Conservative peer and former Brexit negotiator Lord Frost told the Mail: ‘It makes no sense to lock us into EU net zero policy by adopting their emissions trading scheme.
‘Not only do we lose control of our own rules, joining the EU’s will be even more expensive and push our costs even higher. We should be doing everything possible to wind down the net zero madness and going our own way.’Â
Tory business spokesman Andrew Griffith added: ‘If Labour drag the UK back into more EU emission regulations, they will add more costs to businesses and for consumers.’
Former business secretary Jacob Rees-Mogg said: ‘Emissions trading schemes are a means of making energy more expensive. They should be abolished if we want growth. Rejoining the EU scheme would raise costs and lose business.’
After Brexit, the UK set up its own emissions trading scheme – a system which forces firms to buy permits if they pollute more than an annual cap set on greenhouse gas emissions.
Until recently the price of a tonne of carbon on the British market has been as little as £35, far lower than the £70 in the EU. But in the past week, the UK price has passed £45 after it was reported that Sir Keir wanted to align the two markets. It means British firms are already having to spend more to buy the permits – and would be landed with even higher costs if the schemes were aligned.
This could be passed on in higher electricity bills to consumers, because power-generating firms have to pay for their emissions.

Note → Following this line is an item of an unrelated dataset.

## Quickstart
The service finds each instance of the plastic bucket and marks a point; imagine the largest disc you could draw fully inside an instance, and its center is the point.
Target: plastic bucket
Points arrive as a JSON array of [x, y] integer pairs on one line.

Utility policy analyst Steve Loftus said the price of moving to the EU scheme could be as high as £3.7 billion a year.
Tory business spokesman Andrew Griffith warned the move would add more costs to businesses and consumers
Former business secretary Jacob Rees-Mogg said emissions trading schemes ‘should be abolished’
Separate research by the Tories suggests that the bill for big businesses could be as high as £2 billion in a year to buy carbon at the higher price. Independent energy consultant Kathryn Porter, of Watt Logic, said: ‘Linking the UK and EU emissions trading schemes will make carbon emissions more expensive.
‘Making any goods created through the use of fossil fuels will become more expensive, which will be very inflationary.
‘It will increase the UK’s already very expensive industrial electricity prices – it’s no wonder industry is leaving and jobs are being lost.’
But industry representatives insist that big businesses support Labour’s plan to link the two markets, saying the UK’s independent system has been too volatile. And they want Britain to be exempt from the introduction by Brussels next year of a new tariff on imports of dirty energy, known as Carbon Border Adjustment Mechanisms (CBAM).
Industry figures believe this new tax will dwarf the extra costs firms will have to shoulder from a higher carbon price.
A government spokesman said: ‘Under the terms of the Trade and Cooperation Agreement, the UK Government and EU agreed to consider linking our respective carbon pricing schemes and to cooperate on carbon pricing.’